I thought that another way of putting the argument for Metzitzah bpeh is using the following analogy:
A person once went to Brazil to meet a tribe that never met with civilization. The chief of the tribe asked the visitor about life in the greater world. The visitor started describing the modern world with its phones, planes, trains, buses and cars. Fascinated, the chief asks the visitor but isn't these huge metal objects flying all around kill people? The visitor was taken aback by the question and answered meekly that yes people do die. The chief hearing this starts to get angry. Do children die too? He asks his voice rising ever so steadily. The visitor answers again meekly that yes even children die and for a fact over 1,000 children died in automobile accidents in the US alone in one year. The visitor tries to explain how vital these forms of transportation are but to these primitive people no answer would be a good answer. With raging fury they sent the visitor away saying they don't want to be part of a society that sacrifices their children for the comforts of a modern society.
So why don’t we ban cars, trucks, planes etc.? Since we know they are necessary and we live with its consequences despite the fact that over 1,000 children died in 2010 in horrible automobile accidents.

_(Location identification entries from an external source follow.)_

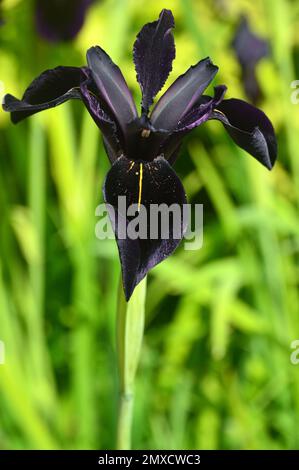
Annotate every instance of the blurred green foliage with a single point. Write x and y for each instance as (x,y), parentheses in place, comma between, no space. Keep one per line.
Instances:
(215,370)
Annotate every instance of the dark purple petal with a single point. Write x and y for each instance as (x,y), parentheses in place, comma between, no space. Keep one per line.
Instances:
(105,122)
(50,89)
(160,185)
(154,51)
(182,95)
(249,48)
(250,128)
(60,20)
(111,86)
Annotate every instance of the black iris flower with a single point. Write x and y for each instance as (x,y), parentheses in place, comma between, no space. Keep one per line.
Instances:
(60,20)
(143,148)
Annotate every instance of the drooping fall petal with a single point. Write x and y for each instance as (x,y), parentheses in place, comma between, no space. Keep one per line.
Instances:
(147,183)
(49,89)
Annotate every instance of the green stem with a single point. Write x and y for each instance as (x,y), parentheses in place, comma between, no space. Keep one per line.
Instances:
(130,327)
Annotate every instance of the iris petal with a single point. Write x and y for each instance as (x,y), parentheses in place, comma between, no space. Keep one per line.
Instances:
(160,184)
(154,51)
(112,86)
(182,95)
(50,89)
(250,128)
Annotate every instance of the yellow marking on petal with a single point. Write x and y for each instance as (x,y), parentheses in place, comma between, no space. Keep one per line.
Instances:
(145,133)
(140,185)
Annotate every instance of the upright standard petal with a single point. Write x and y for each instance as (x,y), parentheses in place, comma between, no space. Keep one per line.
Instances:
(50,89)
(60,20)
(145,184)
(105,122)
(250,128)
(198,114)
(154,51)
(182,95)
(112,86)
(249,49)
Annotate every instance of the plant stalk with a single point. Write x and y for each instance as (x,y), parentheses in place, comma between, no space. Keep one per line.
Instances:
(130,327)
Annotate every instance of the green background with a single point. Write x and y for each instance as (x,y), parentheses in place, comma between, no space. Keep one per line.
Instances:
(215,370)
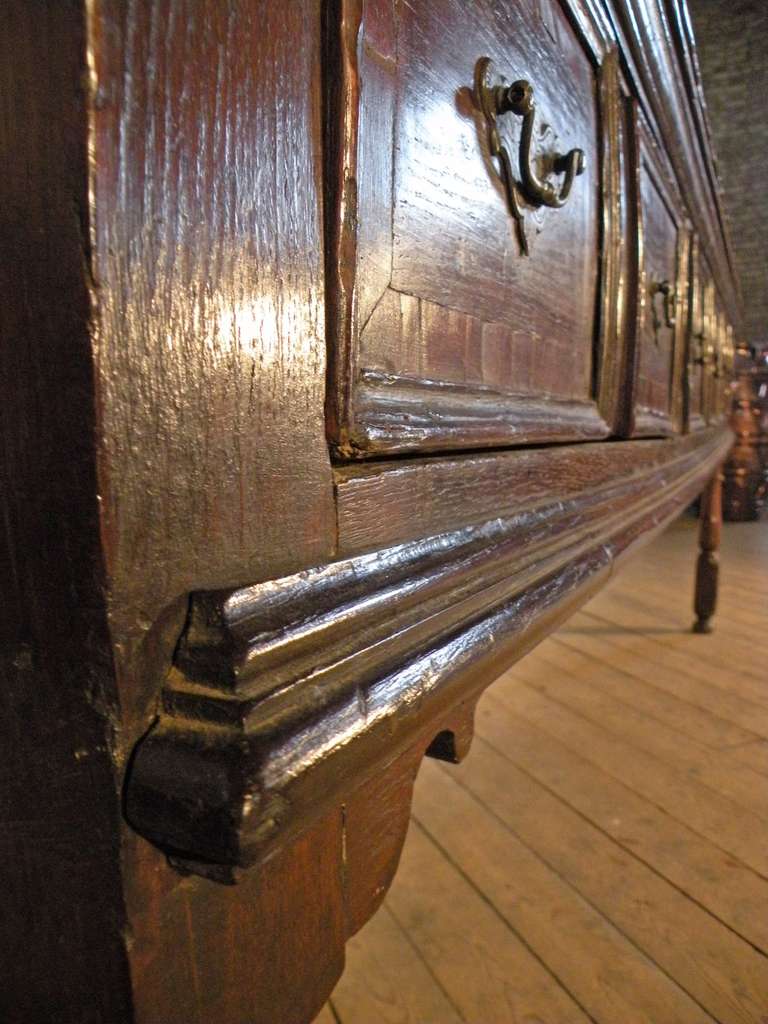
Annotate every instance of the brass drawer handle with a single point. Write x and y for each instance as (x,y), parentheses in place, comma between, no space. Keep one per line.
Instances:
(665,289)
(495,100)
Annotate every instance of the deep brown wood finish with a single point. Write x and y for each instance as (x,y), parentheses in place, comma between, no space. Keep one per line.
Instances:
(745,471)
(662,283)
(166,466)
(62,914)
(708,566)
(438,329)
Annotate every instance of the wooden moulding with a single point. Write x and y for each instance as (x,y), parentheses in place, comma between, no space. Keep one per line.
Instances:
(287,695)
(380,404)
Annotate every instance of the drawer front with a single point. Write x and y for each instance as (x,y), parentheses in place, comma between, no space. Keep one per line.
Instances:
(464,306)
(719,365)
(663,246)
(700,280)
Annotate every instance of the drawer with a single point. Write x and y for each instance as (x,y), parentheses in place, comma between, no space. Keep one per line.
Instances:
(464,306)
(663,274)
(719,369)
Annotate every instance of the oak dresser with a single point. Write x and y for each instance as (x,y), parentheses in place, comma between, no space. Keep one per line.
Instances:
(347,347)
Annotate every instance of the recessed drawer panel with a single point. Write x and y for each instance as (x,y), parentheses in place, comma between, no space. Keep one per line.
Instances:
(663,244)
(468,148)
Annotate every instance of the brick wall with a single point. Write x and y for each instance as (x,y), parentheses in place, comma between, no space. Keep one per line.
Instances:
(732,39)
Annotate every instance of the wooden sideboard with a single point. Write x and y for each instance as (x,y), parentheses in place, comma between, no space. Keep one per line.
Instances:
(346,348)
(745,471)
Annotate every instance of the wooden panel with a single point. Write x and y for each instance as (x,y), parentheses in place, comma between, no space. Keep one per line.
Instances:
(694,379)
(444,334)
(663,246)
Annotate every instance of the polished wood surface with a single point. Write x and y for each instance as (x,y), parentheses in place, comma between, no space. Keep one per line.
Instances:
(230,639)
(745,471)
(662,290)
(440,338)
(599,854)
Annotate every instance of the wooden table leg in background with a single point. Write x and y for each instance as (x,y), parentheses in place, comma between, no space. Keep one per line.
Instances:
(706,595)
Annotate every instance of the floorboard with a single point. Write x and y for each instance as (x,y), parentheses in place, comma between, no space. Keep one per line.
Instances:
(602,853)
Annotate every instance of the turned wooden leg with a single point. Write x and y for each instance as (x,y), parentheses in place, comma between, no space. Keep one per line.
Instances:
(706,596)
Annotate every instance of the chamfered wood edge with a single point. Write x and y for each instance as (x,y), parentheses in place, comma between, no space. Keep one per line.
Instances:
(287,695)
(396,414)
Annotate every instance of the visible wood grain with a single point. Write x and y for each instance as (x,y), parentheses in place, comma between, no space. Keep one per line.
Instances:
(206,240)
(727,888)
(565,933)
(61,914)
(388,504)
(727,977)
(551,907)
(663,260)
(673,709)
(215,781)
(448,241)
(649,35)
(713,815)
(740,784)
(677,673)
(386,981)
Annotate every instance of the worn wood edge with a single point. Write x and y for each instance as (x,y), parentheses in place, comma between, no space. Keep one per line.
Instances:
(640,59)
(396,414)
(225,778)
(381,504)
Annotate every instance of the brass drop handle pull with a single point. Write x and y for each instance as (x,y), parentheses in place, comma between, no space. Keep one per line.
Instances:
(518,98)
(665,289)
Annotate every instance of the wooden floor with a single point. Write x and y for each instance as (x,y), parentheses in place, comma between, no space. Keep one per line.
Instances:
(602,853)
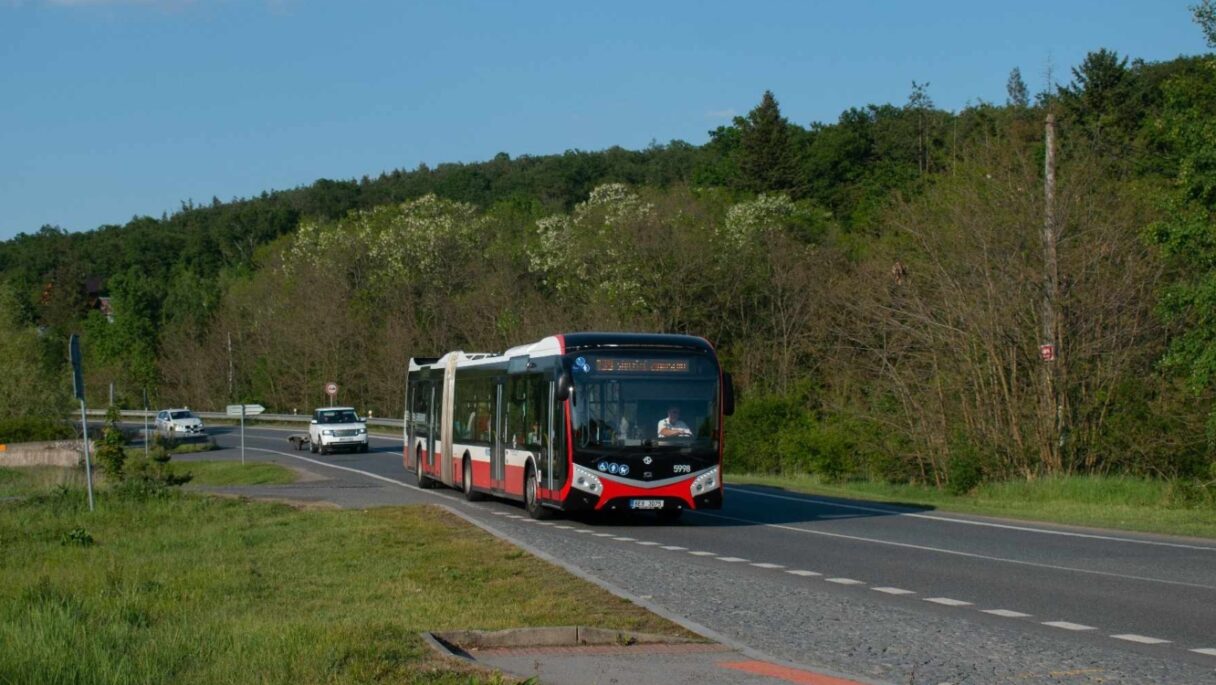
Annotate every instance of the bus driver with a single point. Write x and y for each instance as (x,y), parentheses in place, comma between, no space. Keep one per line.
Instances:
(673,427)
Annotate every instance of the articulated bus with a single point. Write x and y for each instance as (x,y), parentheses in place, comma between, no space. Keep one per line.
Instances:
(576,421)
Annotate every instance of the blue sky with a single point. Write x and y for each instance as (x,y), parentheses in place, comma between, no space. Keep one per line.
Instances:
(111,108)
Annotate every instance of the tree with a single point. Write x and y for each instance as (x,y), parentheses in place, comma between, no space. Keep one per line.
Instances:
(1187,234)
(1205,16)
(1015,90)
(766,159)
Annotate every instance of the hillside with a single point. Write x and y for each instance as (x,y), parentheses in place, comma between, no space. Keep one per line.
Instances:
(876,284)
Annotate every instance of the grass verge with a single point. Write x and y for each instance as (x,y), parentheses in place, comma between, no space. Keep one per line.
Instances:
(234,472)
(1102,501)
(196,589)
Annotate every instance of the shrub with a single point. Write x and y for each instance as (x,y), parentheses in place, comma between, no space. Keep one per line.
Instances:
(150,477)
(966,469)
(77,537)
(754,433)
(111,450)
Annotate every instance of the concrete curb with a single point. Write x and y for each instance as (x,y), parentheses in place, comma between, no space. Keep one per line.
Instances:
(555,636)
(692,625)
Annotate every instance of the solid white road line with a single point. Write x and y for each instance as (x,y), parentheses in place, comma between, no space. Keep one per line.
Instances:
(969,522)
(946,601)
(1141,639)
(1006,613)
(1068,625)
(953,552)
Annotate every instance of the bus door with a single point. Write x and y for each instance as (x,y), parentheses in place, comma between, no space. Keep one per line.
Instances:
(497,449)
(547,455)
(432,424)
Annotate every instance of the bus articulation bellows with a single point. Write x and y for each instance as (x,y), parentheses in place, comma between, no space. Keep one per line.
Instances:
(575,421)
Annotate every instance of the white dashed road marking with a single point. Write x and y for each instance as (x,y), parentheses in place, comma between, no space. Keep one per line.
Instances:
(946,601)
(1068,625)
(1141,639)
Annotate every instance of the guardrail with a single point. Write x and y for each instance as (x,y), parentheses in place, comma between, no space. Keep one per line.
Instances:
(271,417)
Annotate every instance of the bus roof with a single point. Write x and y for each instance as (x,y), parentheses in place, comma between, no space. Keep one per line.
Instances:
(557,344)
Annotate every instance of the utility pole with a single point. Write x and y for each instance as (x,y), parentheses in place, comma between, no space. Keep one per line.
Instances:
(1048,348)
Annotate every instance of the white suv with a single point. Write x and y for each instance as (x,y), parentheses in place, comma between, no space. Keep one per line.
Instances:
(178,424)
(337,427)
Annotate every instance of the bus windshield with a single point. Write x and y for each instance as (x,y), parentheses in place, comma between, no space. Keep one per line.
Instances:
(645,403)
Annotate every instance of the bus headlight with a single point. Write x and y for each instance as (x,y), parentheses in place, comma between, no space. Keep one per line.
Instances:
(585,479)
(705,482)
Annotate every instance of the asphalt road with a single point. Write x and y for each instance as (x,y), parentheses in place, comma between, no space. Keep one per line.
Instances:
(884,593)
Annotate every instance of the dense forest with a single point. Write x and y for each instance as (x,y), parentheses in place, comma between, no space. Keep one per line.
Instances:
(878,285)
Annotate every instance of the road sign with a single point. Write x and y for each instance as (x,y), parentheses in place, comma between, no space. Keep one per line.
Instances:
(249,409)
(77,372)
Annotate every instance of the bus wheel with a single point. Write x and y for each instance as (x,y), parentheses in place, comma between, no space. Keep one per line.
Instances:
(532,501)
(424,482)
(466,481)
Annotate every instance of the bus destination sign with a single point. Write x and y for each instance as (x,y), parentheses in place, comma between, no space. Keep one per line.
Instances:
(612,365)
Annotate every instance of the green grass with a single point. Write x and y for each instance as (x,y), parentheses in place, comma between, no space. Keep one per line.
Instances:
(195,589)
(1103,501)
(234,472)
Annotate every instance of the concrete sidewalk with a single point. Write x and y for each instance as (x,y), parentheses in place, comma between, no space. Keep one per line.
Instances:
(646,664)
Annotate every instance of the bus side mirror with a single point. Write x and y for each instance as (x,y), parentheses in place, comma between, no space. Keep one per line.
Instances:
(727,394)
(564,386)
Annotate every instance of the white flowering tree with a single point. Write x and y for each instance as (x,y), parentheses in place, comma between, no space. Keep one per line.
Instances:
(388,247)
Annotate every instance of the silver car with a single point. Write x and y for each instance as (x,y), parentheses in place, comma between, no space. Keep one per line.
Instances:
(178,424)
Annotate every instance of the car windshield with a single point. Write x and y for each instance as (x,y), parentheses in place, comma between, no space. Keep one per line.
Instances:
(670,403)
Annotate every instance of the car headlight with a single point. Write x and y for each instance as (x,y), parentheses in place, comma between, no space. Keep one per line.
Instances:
(585,479)
(705,482)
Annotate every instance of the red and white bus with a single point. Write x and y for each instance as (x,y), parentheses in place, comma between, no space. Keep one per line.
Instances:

Now Bris Milah and Metzitzah bpeh has yet to positively linked to HSV but you want to ban since you don’t deem it necessary. But actually we as orthodox jews deem it even more necessary than cars, planes, trains and all the other dangerous new technologies that are out there. This practice signifies who we are. It’s our convent with God how can we give it up because some ignorant people deem it dangerous. We would sooner give up driving cars, planes and using phones than to give up this Mitzvah. We can still live without cars and planes but how can we continue as a nation if we drop the laws that has kept us intact after thousands of years in Diaspora?